My grandmother tells that story with pride. Hard work is the highest badge of honor in her world. And old habits really die hard: I still find her vacuuming, polishing her china, and scrubbing her range late into night, whenever I come to visit.

Cecilia, with giant chopsticks, in 1968.

Lesson 4: "Stay informed."

My grandmother reads the paper every day. She always has the news on. She knows world events as well as anyone, and when she doesn't understand an issue, she asks people for context. (A recent example: "Can you explain what's going on with the bathrooms in the schools in North Carolina?") I am always floored by how she understands the nuances of every issue, and by her determination to stay informed.

And as you might imagine, dining with her is a crash course in Restaurant Operations 101. Constantly scanning the dining room, she oscillates between observing the staff ("Look at that—the GM is bussing that table himself!") and commenting on how the owner could increase margins ("Putting bottles of tap water on the table cuts out so much labor expense—even The French Laundry does it"). Obviously, her chief pastime is evaluating the food ("I can't believe they used American cucumbers for this dish; the skin is way too thick—inedible"). I am certain that she will leave this earth having tried the latest restaurant the night before, with more than a few ideas for how it could be better.

Cecilia in 1989.

Lesson 5: "Don't ever stop moving."

My grandmother still uses a paper calendar. There is not a single square that doesn't have at least one event penciled in. When I call to check in on her, "I'm so busy" are the first three words out of her mouth. During a recent Saturday visit, I helped her shred 15-plus years of tax documents, organize an interview with a major national periodical, and sell her shares in a venture she wants to part ways with. After that, we exercised. Her daily routine involves three ten-rep sets of squats and high knees, followed by a brisk walk through the park outside her building. We then had lunch at China Live—started by her former employee George Chen—which some are calling the Eataly of Chinese food. When we got home from lunch, she immediately headed out again to Healdsburg, for dinner at SingleThread, one of the hottest-ticket haute cuisine dining experiences at the moment. (It was her second visit.) She got back from her dinner later than I did.

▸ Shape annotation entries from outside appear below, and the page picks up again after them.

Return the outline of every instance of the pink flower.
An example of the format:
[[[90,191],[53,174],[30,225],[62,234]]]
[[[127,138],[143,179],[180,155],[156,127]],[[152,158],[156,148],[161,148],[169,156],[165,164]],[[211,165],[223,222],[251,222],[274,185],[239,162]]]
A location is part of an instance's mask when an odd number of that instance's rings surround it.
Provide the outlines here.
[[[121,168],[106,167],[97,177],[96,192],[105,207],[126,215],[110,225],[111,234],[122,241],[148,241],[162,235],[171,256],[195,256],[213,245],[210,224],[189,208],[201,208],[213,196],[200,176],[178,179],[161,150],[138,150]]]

Siena Chiang with her grandmother, Cecilia.

Lesson 6: "Always have fun."

These days, you might assume people invite my grandmother out in a ceremonial "kiss the ring" sort of way. In reality, it's because she's still the life of the party. "You've got to have fun if you're going to live this long," she insists. We never dine without Champagne (that includes both lunch and dinner). When she received the JBFA lifetime achievement award a few years ago, we party-hopped from the post-awards dinner at Lincoln Center to the afterparty across the street at Per Se, and then down to an after-after party at Del Posto in the Meatpacking District. At 1:30 AM, while people were literally dancing on the bar, I had to drag my grandmother back to the hotel, because I had to work the next day. I'll never forget the way she looked at me with barely hidden contempt as she said, "Fine. I guess we can go."

People will always characterize Cecilia Chiang's contribution to the food world as significant because of her incredible Chinese cooking. That is undeniably true. But in my mind, my grandmother's true legacy is her determination to live her best life. As in cooking, living your best life requires the right ingredients and some luck, but most importantly, being fearless, being gracious, and more than anything else, just doing the work.